Il m’a regardé attentivement puis ses yeux sont allés de moi à l’étoile.

- Cette étoile a des pouvoirs, reprit-il, l’air sérieux.

- Justement. Et puis, on ne donne pas une étoile comme ça !

- Ne cherchez pas midi à quatorze heures ! Je vous la donne de bon cœur.

Il avait tellement l’air d’y tenir que j’ai fini par la prendre. Je lui ai fait mes adieux, l’étoile à la main, et je suis allée chercher Laura qui m’attendait déjà devant la porte de l’école. J’ai entendu l’homme crier.

- Vous verrez, elle ne vous décevra pas !

J’ai fait signe à ma fille, l’étoile à la main, mais elle ne m’a pas répondu ; pourtant elle m’avait vue. Au fur et à mesure que je m’approchais de Laura, elle s’éloignait de moi, mon corps semblait léger et mes pieds décollaient du sol à chaque fois que je faisais un pas. Puis je n’ai plus rien vu autour de moi, si ce n’est un léger brouillard qui a tout enveloppé et m’a fait disparaître à moi-même.

Quand je suis revenue à moi, j’étais allongée dans un lit qui n’était pas le mien, dans une chambre que je ne connaissais pas et sur la table de chevet, à côté du lit, était placé une étoile en papier argentée. Une petite fille est entrée. Elle m’a dit « Bonjour maman ». Moi, ça m’a étonnée parce que cette petite-fille là, ce n’était pas la mienne.

LE PARAPLUIE

Lorsque je lui ai demandé ce qu’elle faisait, assise sur les marches du palais de justice, trempée des pluies de printemps, elle m’a répondu « J’attends l’homme ! ». Je n’ai pu m’empêcher de lui dire bêtement.

- De quel homme tu parles ?

- J’attends l’homme, et tant que je ne l’aurai pas trouvé, je ne partirai pas d’ici ! Fit-elle en se levant et en se campant devant moi.

Sa réponse et sa posture n’admettaient aucune réplique. A vrai dire, je la connaissais mal, c’était une collègue que je croisais de temps à autre dans les couloirs du lycée. Nos relations se limitaient à un bonjour, quelques brèves considérations sur les élèves et un au revoir.
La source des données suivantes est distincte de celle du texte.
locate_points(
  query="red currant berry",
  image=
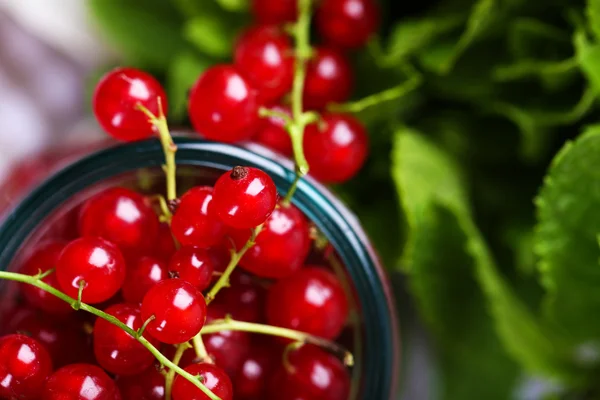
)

J’avais bien entendu quelques rumeurs à son sujet, mais rien de grave.

- Ne me dis pas que tu ne l’attends pas, toi ? Reprit-elle avec détermination.

- Mais pourquoi j’attendrai « l’homme », il existe ?

A ce moment là, elle m’a regardée d’une façon bizarre et j’ai compris qu’elle n’était pas dans son état normal. J’aurais pu la rassurer, lui dire que moi aussi je l’avais longtemps attendu mais que j’avais baissé les bras, ou qu’il fallait être patiente ou que… mais je n’ai jamais su mentir ! La pluie lui avait plaqué ses mèches blondes sur le front et je n’avais même pas eu le réflexe de lui offrir un abri sous mon parapluie. Quand j’ai voulu le faire, elle a refusé tout net.

- Je ne me mets pas sous le même parapluie qu’une femme qui met en doute l’existence de l’homme !

J’ai essayé de rattraper ma réplique malheureuse, mais je me suis enfoncée misérablement.

- Enfin Myriam, je voulais juste te dire qu’il y avait des hommes et pas l’homme ! L’Homme avec un grand H n’existe pas, tout comme la Femme avec un grand F, d’ailleurs !

A ce moment précis, elle m’a tourné le dos et elle s’est adressé au premier passant venu – un homme grand et mince. Je l’ai entendue demander « Etes-vous l’homme ? » ; je ne sais pas ce qu’il lui a répondu, mais toujours est-il qu’elle a glissé son bras sous le sien et qu’elle est partie sous son parapluie, sans même m’adresser un regard. Je me souviens encore du parapluie de l’homme, il semblait clignoter, parsemé de petites lumières bleues, phosphorescentes... Depuis, je n’ai plus jamais revu Myriam, ni au lycée, ni ailleurs.